Even when ordering a salad, he’s far more palatable as a woodland creature
People Would Like James Corden More If He Were Simply Peter the Rabbit All the Time

It’s been a tough year for James Corden, the British comedian turned talk show host turned CGI cat who feels personally attacked by the dining hours of Los Angeles area pasta restaurants. The road to better times, though, doesn’t need to be long, winding or complicated: People would love James Corden once more if he were simply the animated Peter Rabbit all the time.

Listen, I get it. On a deep human level, we all deserve to see a movie musical without a James Corden jump scare. Furthermore, as a society we can’t stand the empowered theater kid. It sucks to be the powerless Chad living in the Virgin Lin-Manuel Miranda’s twisted world. But is it really Corden’s fault that his agent is too good at booking him roles, and that Corden never wants to be home with his wife and three kids?

So, again, I say we look on the bright side. And by the bright side I mean putting away our anti-James Corden sentiment and viewing him only as an animated rabbit who wears a jacket in 2018’s criminally underrated Peter Rabbit. Unfortunately, no one gave it a chance at the time because Corden voices the titular character. And that’s a tragedy on par with the Hindenburg or not enough people reading Emily Ratajkowski’s personal memoir.

Trust me, Peter Rabbit is funny. It has straight twink Domhnall Gleason doing some of the best physical comedy of the 21st century. The animals look incredibly soft, Sia voices a horny hedgehog and Rose Byrne is a delight as their caretaker. Corden, meanwhile, is at his absolute finest — exactly because you can’t see his face. No shame to his personage, but seeing even a glimpse of him wrenches you directly into the ugly reality of how he’s won eight Primetime Emmys for “Carpool Karaoke.” I can’t discuss any of these obvious positives, though, because of our collective Corden-phobia. 
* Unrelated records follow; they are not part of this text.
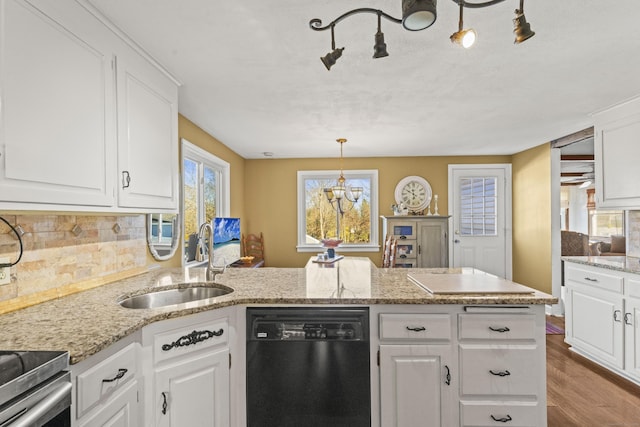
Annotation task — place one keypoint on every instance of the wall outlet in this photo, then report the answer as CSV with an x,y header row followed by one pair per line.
x,y
5,272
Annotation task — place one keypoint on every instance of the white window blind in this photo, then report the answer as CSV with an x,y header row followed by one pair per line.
x,y
478,201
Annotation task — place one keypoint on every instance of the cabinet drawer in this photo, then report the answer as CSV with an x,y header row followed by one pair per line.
x,y
497,326
181,341
499,370
406,250
103,379
596,277
402,230
415,327
480,414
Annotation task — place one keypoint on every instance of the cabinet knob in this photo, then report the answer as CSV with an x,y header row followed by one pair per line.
x,y
164,402
502,419
126,179
119,375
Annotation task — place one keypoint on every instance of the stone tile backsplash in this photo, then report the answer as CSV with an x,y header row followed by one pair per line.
x,y
62,250
633,234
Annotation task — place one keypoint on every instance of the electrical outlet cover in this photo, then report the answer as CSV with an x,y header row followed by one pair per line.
x,y
5,272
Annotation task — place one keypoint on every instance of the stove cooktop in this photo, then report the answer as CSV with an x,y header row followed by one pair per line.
x,y
23,370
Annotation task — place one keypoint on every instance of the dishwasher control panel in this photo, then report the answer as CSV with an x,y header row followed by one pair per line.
x,y
299,326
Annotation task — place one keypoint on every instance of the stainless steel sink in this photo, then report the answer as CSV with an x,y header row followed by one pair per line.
x,y
189,294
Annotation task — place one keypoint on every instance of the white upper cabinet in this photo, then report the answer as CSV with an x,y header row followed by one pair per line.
x,y
147,136
617,150
79,107
57,118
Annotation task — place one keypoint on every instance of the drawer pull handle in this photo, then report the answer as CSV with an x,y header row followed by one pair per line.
x,y
191,339
616,318
627,319
447,378
503,419
126,179
164,403
119,375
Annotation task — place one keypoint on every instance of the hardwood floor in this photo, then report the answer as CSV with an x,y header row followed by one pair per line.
x,y
580,393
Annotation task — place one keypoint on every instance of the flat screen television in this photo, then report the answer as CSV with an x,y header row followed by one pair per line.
x,y
226,240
Is it also because it’s a children’s movie and I’m a childless adult woman? Sure, I’m open to that. But as a counterpoint, the sequel, Peter Rabbit 2: The Runaway, kept up the laughs and the fun of the original, and childless adult woman or not, I’d be excited to see where Peter, McGregor and the gang go next. 

And so, the next time you see a headline about Corden throwing a salad in a maitre d’s face, take a second to think to yourself, “Hey, that’s not a famous man. That’s just the pesky little guy who caused a stir at Old McGregor’s farm in the animated movie Peter Rabbit.” 

Together, we can conquer our prejudices.